Governor of Sokoto State
- In office December 1987 – August 1990
- Preceded by: Garba Mohammed
- Succeeded by: Bashir Salihi Magashi

Governor of Kano State
- In office 27 August 1985 – 1987
- Preceded by: Hamza Abdullahi
- Succeeded by: Mohammed Umaru

Personal details
- Born: 1944 (age 81–82) Katsina, Northern Region, British Nigeria (now Katsina, Nigeria)
- Education: Nigerian Defence Academy Royal School of Artillery Vystrel Academy Command and Staff College, Jaji

Military service
- Allegiance: Nigeria
- Branch/service: Nigerian Army
- Years of service: 1968–1993
- Rank: Brigadier General
- Battles/wars: Nigerian Civil War

= Ahmed Muhammad Daku =

Nigerian politician and general

Ahmed Muhammad Daku
(born 1944) is a retired Nigerian Army Brigadier General who was the military Governor of Kano State from August 1985 to December 1987. He later became military Governor of Sokoto State from December 1987 to August 1990.

== Early life ==
Ahmed Mohammad Daku was born and educated in Katsina. He attended Barewa College from 1958 to 1962, and Okene Secondary School from 1962 to 1965.

== Military career ==
In 1967, he enlisted in the Nigerian Defence Academy and was commissioned a second lieutenant one year later. He saw action in the Nigerian Civil War as a troop leader and commander and later battery commander from 1969 to 1972. He was trained as an artillery officer, attending the Royal School of Artillery in Larkhill twice from 1970 to 1971 and later 1975 to 1978; he also attended the Vystrel Academy in the USSR from 1974 to 1975. He also attended the School of Artillery in India from 1976 to 1977.

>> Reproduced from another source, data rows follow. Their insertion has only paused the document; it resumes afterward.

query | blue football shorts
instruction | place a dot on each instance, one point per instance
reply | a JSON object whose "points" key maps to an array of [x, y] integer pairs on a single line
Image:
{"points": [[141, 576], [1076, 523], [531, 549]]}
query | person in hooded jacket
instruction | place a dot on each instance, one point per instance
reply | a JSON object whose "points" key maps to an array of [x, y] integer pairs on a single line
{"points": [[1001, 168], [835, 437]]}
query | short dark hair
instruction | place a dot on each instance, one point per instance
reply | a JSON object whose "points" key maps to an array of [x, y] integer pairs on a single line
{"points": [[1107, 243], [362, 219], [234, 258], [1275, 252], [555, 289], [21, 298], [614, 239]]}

From 1972 to 1974 he was an instructor of gunnery and staff officer at the Nigerian Army School of Artillery. He was commanding officer of the Artillery Regiment, Nigerian Army from 1974 to 1976, and was later posted to the Nigerian Army Artillery Headquarters as a colonel in charge of Administration and Quartering from 1976 to 1977. He was acting Divisional Artillery Commander from 1978 1979.

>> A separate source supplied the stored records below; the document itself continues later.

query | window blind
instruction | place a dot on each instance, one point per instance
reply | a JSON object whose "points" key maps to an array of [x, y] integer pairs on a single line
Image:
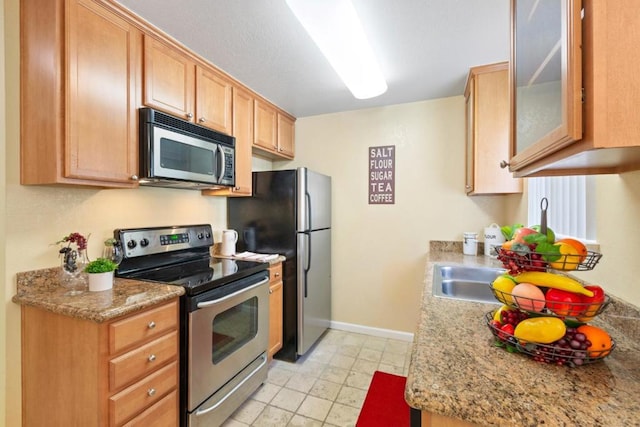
{"points": [[571, 204]]}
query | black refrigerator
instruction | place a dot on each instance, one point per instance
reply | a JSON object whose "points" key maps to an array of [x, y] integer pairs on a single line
{"points": [[290, 214]]}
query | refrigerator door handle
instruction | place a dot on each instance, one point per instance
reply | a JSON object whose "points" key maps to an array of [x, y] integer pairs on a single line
{"points": [[307, 265], [307, 196]]}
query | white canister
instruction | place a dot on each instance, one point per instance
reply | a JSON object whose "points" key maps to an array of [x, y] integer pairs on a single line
{"points": [[470, 243], [229, 239], [492, 237]]}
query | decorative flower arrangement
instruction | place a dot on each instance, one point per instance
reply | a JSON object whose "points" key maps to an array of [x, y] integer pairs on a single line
{"points": [[73, 258], [100, 265]]}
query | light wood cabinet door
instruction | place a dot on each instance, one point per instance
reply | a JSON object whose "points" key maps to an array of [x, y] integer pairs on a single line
{"points": [[265, 125], [286, 136], [72, 376], [487, 133], [213, 100], [169, 79], [243, 132], [78, 113], [275, 309]]}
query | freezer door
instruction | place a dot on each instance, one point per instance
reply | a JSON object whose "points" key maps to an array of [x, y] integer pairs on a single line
{"points": [[314, 287], [313, 200]]}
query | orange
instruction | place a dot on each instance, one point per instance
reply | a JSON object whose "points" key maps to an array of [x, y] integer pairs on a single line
{"points": [[578, 245], [600, 340]]}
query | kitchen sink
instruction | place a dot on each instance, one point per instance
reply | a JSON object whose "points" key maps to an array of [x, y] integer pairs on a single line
{"points": [[462, 282]]}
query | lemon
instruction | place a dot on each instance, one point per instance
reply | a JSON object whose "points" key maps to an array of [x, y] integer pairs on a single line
{"points": [[496, 314], [502, 287]]}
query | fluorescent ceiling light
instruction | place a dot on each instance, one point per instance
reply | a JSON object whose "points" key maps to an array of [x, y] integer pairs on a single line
{"points": [[334, 26]]}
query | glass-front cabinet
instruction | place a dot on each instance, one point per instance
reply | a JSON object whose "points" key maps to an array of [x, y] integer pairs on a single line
{"points": [[574, 87], [546, 81]]}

He rose through the ranks, becoming commanding officer, 42 Field Artillery in Abeokuta in 1980; and Commanding Officer Medium Regiment, Nigerian Army in Jos in 1982. He was posted to the Command and Staff College, Jaji from 1982 to 1985, as directing staff (senior division). He was promoted to brigade commander, 31 Field Artillery Brigade, Abeokuta in 1985 during which he played a prominent role in the coup of August 27, 1985 which brought General Ibrahim Babangida to power.

== Military governor ==
After the coup, Daku was appointed military Governor of Kano State serving from August 1985 to December 1987, when he was transferred to become military Governor of Sokoto State from December 1987 to August 1990.

== Later career ==
He later became General Officer Commander, 3rd Armoured Division, being replaced in September 1993 during the intrigues that brought General Sani Abacha to power.

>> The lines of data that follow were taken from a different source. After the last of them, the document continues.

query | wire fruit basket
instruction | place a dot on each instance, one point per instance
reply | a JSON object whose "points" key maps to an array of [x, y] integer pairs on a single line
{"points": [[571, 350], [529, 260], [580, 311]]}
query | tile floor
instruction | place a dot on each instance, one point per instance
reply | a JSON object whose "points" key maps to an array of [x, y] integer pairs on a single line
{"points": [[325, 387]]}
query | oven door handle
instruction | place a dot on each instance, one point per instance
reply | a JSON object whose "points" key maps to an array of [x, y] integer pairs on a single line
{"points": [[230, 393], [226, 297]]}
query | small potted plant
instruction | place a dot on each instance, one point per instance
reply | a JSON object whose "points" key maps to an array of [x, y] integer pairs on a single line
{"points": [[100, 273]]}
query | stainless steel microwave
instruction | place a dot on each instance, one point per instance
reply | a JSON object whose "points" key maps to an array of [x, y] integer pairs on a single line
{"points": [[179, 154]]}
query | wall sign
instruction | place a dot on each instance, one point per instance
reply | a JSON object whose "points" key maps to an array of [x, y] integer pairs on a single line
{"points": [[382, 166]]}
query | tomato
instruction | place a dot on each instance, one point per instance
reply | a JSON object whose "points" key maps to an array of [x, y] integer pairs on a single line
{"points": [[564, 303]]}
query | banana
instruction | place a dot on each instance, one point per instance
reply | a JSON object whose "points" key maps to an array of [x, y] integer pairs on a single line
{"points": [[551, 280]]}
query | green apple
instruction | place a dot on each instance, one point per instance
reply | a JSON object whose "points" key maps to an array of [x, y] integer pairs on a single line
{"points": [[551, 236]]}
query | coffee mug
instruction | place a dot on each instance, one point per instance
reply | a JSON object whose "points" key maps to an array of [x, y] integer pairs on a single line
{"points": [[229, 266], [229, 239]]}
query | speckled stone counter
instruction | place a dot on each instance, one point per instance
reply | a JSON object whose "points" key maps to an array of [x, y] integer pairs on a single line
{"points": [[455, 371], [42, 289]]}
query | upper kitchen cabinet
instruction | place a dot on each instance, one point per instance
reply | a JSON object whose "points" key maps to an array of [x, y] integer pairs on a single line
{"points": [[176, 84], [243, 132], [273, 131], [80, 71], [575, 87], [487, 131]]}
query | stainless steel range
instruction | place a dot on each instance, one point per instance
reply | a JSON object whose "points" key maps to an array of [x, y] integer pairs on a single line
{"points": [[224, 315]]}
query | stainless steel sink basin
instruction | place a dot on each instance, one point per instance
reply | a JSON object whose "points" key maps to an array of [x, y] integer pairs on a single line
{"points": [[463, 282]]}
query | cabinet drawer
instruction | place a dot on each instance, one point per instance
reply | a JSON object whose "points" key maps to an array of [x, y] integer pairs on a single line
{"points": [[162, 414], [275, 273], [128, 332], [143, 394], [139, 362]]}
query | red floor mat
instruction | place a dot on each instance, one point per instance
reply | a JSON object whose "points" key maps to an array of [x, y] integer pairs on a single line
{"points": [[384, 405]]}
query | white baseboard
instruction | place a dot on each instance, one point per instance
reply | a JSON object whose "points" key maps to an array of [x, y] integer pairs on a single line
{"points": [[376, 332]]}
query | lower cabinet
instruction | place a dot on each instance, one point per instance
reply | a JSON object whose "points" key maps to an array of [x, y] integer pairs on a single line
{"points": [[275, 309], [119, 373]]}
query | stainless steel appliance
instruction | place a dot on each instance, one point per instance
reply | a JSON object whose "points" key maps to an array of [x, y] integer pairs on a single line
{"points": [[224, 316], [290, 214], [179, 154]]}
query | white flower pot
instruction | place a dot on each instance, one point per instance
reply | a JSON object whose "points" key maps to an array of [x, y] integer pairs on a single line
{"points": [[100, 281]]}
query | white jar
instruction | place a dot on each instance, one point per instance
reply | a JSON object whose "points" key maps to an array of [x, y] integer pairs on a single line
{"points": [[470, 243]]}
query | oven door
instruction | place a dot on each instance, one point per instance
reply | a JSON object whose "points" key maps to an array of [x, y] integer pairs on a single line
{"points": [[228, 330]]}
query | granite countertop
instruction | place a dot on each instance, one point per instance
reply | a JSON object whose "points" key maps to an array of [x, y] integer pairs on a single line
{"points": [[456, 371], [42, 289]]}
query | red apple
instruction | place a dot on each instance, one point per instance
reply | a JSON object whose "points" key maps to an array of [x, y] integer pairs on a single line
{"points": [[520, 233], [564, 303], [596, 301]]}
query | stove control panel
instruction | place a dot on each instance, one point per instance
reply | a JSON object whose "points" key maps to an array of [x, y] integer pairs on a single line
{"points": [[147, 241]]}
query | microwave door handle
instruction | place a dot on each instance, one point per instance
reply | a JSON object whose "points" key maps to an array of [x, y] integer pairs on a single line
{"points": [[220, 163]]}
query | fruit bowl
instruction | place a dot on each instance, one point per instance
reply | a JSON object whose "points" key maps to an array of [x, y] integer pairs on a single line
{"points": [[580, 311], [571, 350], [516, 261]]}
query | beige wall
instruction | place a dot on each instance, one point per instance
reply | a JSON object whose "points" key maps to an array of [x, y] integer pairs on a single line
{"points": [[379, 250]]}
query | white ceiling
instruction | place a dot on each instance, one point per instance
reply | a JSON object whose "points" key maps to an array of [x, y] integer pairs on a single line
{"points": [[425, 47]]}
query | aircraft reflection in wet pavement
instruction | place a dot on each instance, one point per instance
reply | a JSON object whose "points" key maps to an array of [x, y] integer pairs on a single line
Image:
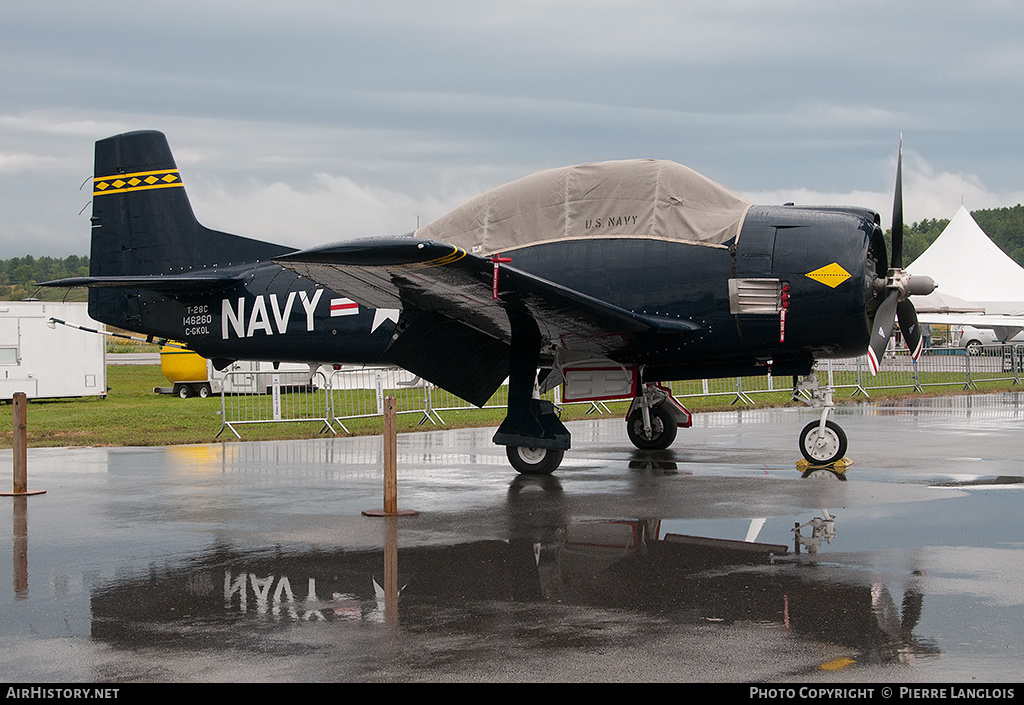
{"points": [[633, 566], [604, 278]]}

He was subsequently retired and returned to his hometown Katsina.

In 2002, he headed the Directorate of Pilgrims Affairs. In 2003, he was contesting the Governor of Katsina State, losing to incumbent Umaru Yar'Adua. In August 2009, Daku said there was a lack of discipline in the country, and described education as the only solution to restore Nigeria's lost glory.